For Winter, writing Stallone's character comes naturally; other aspects of life in Tulsa, not so much. “I grew up with pigeons and stray dogs,” he says. “All of a sudden I get out there and I'm on a farm and I don't know what I'm looking at half the time. When I write scenes with horses, I have people who work on the show who I can ask, 'How would I describe that?' I don't know how to do it myself. I'm a Western fan, but I would never try to write one because I know I'd screw it up. I stay in my lane.”

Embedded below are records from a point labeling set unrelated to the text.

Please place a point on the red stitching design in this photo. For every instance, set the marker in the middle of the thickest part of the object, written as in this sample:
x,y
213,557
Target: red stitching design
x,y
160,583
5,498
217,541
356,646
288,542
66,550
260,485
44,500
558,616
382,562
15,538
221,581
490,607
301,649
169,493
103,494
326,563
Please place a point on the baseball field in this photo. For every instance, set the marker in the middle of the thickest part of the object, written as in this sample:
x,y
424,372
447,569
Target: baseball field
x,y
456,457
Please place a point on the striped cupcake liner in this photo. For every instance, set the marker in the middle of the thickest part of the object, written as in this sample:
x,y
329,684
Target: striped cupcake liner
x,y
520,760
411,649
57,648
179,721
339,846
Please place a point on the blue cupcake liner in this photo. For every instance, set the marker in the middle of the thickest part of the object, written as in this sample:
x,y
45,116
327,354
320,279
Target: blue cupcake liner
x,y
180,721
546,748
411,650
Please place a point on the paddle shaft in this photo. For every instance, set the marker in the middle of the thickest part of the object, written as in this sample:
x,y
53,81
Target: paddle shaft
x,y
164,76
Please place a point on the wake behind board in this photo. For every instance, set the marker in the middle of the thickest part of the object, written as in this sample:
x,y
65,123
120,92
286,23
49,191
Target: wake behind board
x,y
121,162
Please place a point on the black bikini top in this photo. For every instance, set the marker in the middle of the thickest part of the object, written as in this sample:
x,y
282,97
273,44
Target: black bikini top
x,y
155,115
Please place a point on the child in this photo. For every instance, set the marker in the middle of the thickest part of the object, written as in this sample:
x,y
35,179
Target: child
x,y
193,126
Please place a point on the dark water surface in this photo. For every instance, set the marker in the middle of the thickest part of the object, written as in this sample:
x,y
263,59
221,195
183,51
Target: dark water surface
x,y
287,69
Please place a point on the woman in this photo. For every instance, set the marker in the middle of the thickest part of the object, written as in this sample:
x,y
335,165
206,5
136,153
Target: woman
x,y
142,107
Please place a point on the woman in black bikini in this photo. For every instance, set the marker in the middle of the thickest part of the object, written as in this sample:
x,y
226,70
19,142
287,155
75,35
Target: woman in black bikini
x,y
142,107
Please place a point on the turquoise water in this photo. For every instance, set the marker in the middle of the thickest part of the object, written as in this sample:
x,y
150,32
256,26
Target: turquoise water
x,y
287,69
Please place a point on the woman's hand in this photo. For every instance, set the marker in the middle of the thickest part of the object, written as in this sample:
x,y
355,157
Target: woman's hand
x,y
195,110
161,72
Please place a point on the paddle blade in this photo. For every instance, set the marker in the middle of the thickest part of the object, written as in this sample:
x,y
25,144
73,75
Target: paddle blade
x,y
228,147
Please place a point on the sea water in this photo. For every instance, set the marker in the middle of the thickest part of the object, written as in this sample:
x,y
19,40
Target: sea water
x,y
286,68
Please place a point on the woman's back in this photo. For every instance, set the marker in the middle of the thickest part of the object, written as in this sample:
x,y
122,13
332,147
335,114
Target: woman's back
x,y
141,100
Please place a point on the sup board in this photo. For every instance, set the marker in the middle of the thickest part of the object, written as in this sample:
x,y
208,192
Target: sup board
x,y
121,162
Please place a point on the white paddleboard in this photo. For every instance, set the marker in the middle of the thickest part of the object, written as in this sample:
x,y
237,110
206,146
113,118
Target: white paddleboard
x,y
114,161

That is, “Tulsa King” Is a sort of Western — and at the same time a nod to traditional crime shows and a consistently hilarious fish-out-of-water comedy. Winter says the comedy is so embedded in the premise that he never has to reach for it; it just grows organically. “First of all, he comes out of a time capsule,” Winter said. “He was in prison for 25 years. He doesn't know what an iPhone is. He doesn't know how to call an Uber. You don't have to make it unnecessarily funny, it's just there. Just seeing this guy take a driving test or stand in line at Starbucks is comedy born out of reality, out of people under pressure or people misunderstanding each other. The comedy presents itself and you don't have to write for it.”

Dana Delany as Margaret and Sylvester Stallone as Dwight Manfredi in the Paramount+ original Tulsa King
“King of Tulsa”Brian Douglas/Paramount+

It helps that Winter is writing for an actor with impeccable comedic timing in Stallone; in fact, perhaps the greatest pleasure of “Tulsa King” is watching the actor flex his comedic muscles in a way not seen since “Oscar” more than 30 years ago. Winter is not just writing for but with Stallone, who is intimately involved in every aspect of the production and is co-writing the script for the season two premiere with Winter and Taylor Elmore. “You're not just getting an actor, you're getting a screenwriter, a director, a producer, an editor, a music guy, everything,” Winter said. “He's done this a million times. He has an opinion on everything. His instincts are really spot-on; he knows what he wants and what his audience wants to see.”

Winter and Stallone's collaboration as co-writers is more a series of drafts they send back and forth than they sit at the keyboard together. “I write a version of something,” Winter said. “He rewrites it for me and sends it back to me. I rewrite it for him; he writes something completely new for himself and sends it to me. I rewrite it and then we come to a point that we can agree on and that's what ends up on the screen. I've never sat in the same room with anyone and written like I've seen on 'The Dick Van Dyke Show' and things like that. I have no idea how people do that without killing each other.”

Going into season two, Winter felt liberated, having already “set the table” in season one. “Now we can have a little fun with it,” he said. “There will still be days in the writers' room where you feel like it's not productive, and you think, 'Oh my God, we didn't get anything done today.' But even saying that, you get a lot more done than you think. Even if we spend three or four hours doing it and we can't think of anything, we know what to do. not to work. And then we came up with the idea that actually makes sense. But we know the characters and the framework of the world, and that means we can now explore things. What was Dwight's daughter's childhood like? What is Tyson's [Stallone’s driver played by Jay Will] relationship with his father and what do they know about each other? And that's a lot of fun.”

Season 2 of “Tulsa King” premieres on September 15 on Paramount+.